Chemical and Mechanical Analysis of PCB Surface Treated by Argon Plasma to Enhance Interfacial Adhesion

Abstract

Plasma treatment of printed circuit board (PCB) is a common step in the electronic packaging processes in order to modify the surface and enhance its adhesion to molding compound. In this paper, PCB surface modifications resulting from plasma treatment were investigated by chemical and mechanical analysis methods. The PCB substrate in consideration was for multichip package, consisting of a core layer sandwiched by solder resist (SR) material, which in turn was composed of epoxy, acryl resins, and several kinds of fillers. Argon was employed as a plasma gas and the number of times that the plasma treatment was applied was chosen as a variable to estimate the effect of repeated exposure to the SR surface during the manufacturing process. The resulting surface conditions were analyzed using roughness measurement, water contact angle measurement, X-ray photoelectron spectroscopy (XPS), nano-indentation, and nano-scratch test method. Comprehensive analyses made it possible to understand the characteristics of the effect of plasma on the PCB surface, i.e., SR material.

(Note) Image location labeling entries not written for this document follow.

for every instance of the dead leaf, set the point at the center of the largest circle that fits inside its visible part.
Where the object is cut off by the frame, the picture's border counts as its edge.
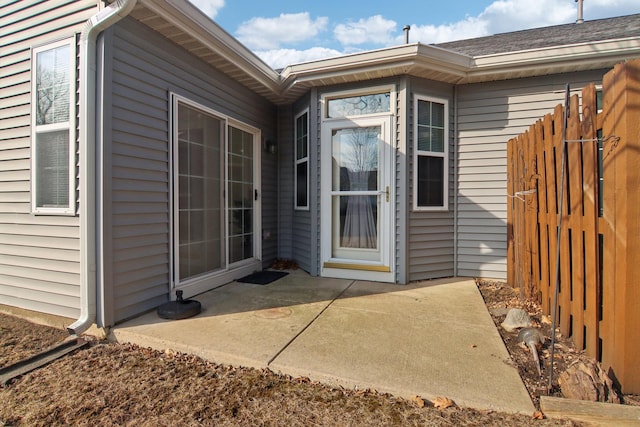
(418, 401)
(443, 403)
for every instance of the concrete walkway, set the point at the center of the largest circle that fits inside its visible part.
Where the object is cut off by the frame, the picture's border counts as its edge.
(430, 339)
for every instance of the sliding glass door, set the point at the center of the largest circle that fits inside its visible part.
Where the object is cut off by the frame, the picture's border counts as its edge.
(215, 193)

It was found that the surface roughness after the one-time plasma treatment increased from ~ 62 to ~ 90nm, then decreased more or less to the initial level after three and eight times of repeated treatments. These roughness trends were explained by cleaning out contaminants accumulated in the surface crevices and then preferentially removing or melting away a thin resin layer from the peaks on the surface. The plasma treatment decreased the contact angle significantly and increased work of adhesion. Chemical analysis of these surfaces by XPS showed that the C-C bonds in SR were broken, the population of the polar groups such as O-H, C=O, and COOH increased, and the oxygen content increased. The polar groups increased surface energy, and resulted in increased PCB adhesion with the epoxy molding compound (EMC). Mechanical analysis by nano-indentation and nano-scratch test showed that the surface became soft and weak if plasma treatment was too excessive. In this case, a plasma affected zone corresponding to the severe C-C bond breakage was formed near the surface and the adhesion with EMC suffered. Therefore, caution should be exercised in determining the degree of plasma treatment needed.